Copies the string in quotes on the same line. The plan is to do a petscii conversion step. Use the modifier 'petscii' or 'petscii_shifted' to convert alphabetic characters to range.

Example:

text petscii_shifted "This might work"

INCLUDE

Include another source file. This should also work with .sym files to import labels from another build. The plan is for x65 to export .sym files as well.

Example:

include "wizfx.s"

INCBIN

Include binary data from a file, this inserts the binary data at the current address.

Example:

incbin "wizfx.gfx"

IMPORT

Insert multiple types of data or code at the current address. Import takes an additional parameter to determine what to do with the file data, and can accept reading in a portion of binary data.

The options for import are:

  • source: same as INCLUDE
  • binary: same as INCBIN
  • c64: same as INCBIN but skip first two bytes of file as if this was a c64 prg file
  • text: include text data from another file, default is petscii otherwise add another directive from the TEXT directive
  • object: same as INCOBJ
  • symbols: same as INCSYM, specify list of desired symbols prior to filename.

After the filename for binary and c64 files follow comma separated values for skip data size and max load size. c64 mode will add the two extra bytes to the skip size.

	import source "EQ.S"
	import binary "GFX.BIN",0,256
	import c64 "FONT.BIN",8,8*26
	import text petscii_shifted "LICENSE.TXT"
	import object "engine.x65"
	import symbols InitEffect, UpdateEffect "effect.sym"

CONST

Prefix a label assignment with 'const' or '.const' to cause an error if the label gets reassigned.

const zpData = $fe

LABEL

Decorative directive to assign an expression to a label, label assignments are followed by '=' and an expression.

These two assignments do the same thing (with different values):

label zpDest = $fc
zpDest = $fa

INCSYM

Include a symbol file with an optional set of wanted symbols.

Open a symbol file and extract a set of symbols, or all symbols if no set was specified.

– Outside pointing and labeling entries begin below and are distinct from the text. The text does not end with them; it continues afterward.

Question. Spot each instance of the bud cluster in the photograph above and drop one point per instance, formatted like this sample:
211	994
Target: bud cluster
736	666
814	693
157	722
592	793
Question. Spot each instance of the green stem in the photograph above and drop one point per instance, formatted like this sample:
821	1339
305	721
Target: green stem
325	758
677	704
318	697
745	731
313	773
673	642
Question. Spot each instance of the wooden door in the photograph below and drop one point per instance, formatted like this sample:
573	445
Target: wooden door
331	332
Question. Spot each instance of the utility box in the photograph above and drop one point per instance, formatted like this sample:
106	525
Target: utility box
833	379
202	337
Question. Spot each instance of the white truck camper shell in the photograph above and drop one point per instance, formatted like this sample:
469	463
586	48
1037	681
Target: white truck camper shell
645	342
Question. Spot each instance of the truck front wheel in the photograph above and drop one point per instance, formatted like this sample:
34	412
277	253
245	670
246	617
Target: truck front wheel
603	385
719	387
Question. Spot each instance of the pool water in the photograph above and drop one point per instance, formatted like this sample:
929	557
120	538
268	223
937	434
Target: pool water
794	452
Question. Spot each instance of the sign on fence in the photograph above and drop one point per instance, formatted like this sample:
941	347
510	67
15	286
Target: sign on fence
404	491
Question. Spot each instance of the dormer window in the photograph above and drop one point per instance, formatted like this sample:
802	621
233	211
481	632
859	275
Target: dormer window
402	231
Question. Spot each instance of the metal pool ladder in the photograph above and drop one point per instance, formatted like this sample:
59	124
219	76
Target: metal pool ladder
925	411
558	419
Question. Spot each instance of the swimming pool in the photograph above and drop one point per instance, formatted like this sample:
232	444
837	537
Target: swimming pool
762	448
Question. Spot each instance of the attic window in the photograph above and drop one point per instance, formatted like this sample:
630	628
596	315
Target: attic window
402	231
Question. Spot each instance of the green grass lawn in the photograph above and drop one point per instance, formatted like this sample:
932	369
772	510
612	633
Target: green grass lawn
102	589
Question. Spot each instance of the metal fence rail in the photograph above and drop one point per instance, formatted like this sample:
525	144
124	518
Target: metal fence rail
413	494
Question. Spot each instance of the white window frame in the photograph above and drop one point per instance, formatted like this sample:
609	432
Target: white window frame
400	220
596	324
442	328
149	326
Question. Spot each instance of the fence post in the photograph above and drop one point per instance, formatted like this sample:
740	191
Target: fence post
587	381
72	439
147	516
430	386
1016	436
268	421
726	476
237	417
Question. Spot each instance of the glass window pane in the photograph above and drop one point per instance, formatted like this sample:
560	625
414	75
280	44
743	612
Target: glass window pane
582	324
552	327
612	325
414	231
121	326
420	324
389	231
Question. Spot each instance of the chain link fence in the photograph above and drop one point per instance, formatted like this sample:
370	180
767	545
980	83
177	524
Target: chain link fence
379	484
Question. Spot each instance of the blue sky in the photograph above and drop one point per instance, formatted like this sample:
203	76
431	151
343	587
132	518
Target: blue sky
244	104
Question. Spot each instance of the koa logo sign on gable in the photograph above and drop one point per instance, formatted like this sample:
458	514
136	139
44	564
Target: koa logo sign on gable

Local labels will be discarded if possible.

incsym Part1_Init, Part1_Update, Part1_Exit "part1.sym"

POOL

Add a label pool for temporary address labels. This is similar to how stack frame variables are assigned in C.

A label pool is a mini stack of addresses that can be assigned as temporary labels with a scope ('{' and '}'). This can be handy for large functions trying to minimize use of zero page addresses, the function can declare a range (or set of ranges) of available zero page addresses and labels can be assigned within a scope and be deleted on scope closure. The format of a label pool is: "pool start-end, start-end" and labels can then be allocated from that range by '

Example:

Function_Name: {
	pool zpWork $f6-$100		; these zero page addresses are available for temporary labels
	zpWork zpTrg.w				; zpTrg will be $fe
	zpWork zpSrc.w				; zpSrc will be $fc

	lda #>Src
	sta zpSrc
	lda #<Src
	sta zpSrc+1
	lda #>Dest
	sta zpDst
	lda #<Dest
	sta zpDst+1

	{
		zpWork zpLen			; zpLen will be $fb
		lda #Length
		sta zpLen
	}
	nop
	{
		zpWork zpOff			; zpOff will be $fb (shared with previous scope zpLen)
	}
	rts

#IF / #ELSE / #IFDEF / #ELIF / #ENDIF

Conditional code parsing is very similar to C directive conditional compilation.

Example:

DEBUG = 1

#if DEBUG
    lda #2
#else
    lda #0
#endif

STRUCT

Hierarchical data structures (dot separated sub structures)

Structs helps define complex data types, there are two basic types to define struct members, and as long as a struct is declared it can be used as a member type of another struct.

The result of a struct is that each member is an offset from the start of the data block in memory. Each substruct is referenced by separating the struct names with dots.

Example:

struct MyStruct {
	byte	count
	word	pointer
}

struct TwoThings {
	MyStruct thing_one
	MyStruct thing_two
}

struct Mixed {
	word banana
	TwoThings things
}

Eval Mixed.things
Eval Mixed.things.thing_two
Eval Mixed.things.thing_two.pointer
Eval Mixed.things.thing_one.count

results in the output:

EVAL(16): "Mixed.things" = $2
EVAL(27): "Mixed.things.thing_two" = $5
EVAL(28): "Mixed.things.thing_two.pointer" = $6
EVAL(29): "Mixed.things.thing_one.count" = $2

REPT

Repeat a scoped block of code a number of times. The syntax is rept <count> { <code> }. The full word REPEAT is also recognized.

Example:

columns = 40
rows = 25
screen_col = $400
height_buf = $1000
rept columns {
	screen_addr = screen_col
	ldx height_buf
	dest = screen_addr
	remainder = 3
	rept (rows+remainder)/4 {
		stx dest
		dest = dest + 4*40
	}
	rept 3 {
		inx
		remainder = remainder-1
		screen_addr = screen_addr + 40
		dest = screen_addr
		rept (rows+remainder)/4 {
			stx dest
			dest = dest + 4*40
		}
	}
	screen_col = screen_col+1
	height_buf = height_buf+1
}

Note that if the -endm command line option is used (macros are not defined with curly brackets but inbetween macro and endm*) this also affects rept so the syntax for a repeat block changes to

.REPEAT 4
	lsr
.ENDREPEAT

INCDIR

Adds a folder to search for INCLUDE, INCBIN, etc. files in

###65816

  • A16 Set immediate mode for accumulator to be 16 bits
  • A8 Set immediate mode for accumulator to be 8 bits
  • I16 Set immediate mode for index registers to be 16 bits. XY16 is also accepted.
  • I8 Set immediate mode for index registers to be 8 bits. XY8 is also accepted.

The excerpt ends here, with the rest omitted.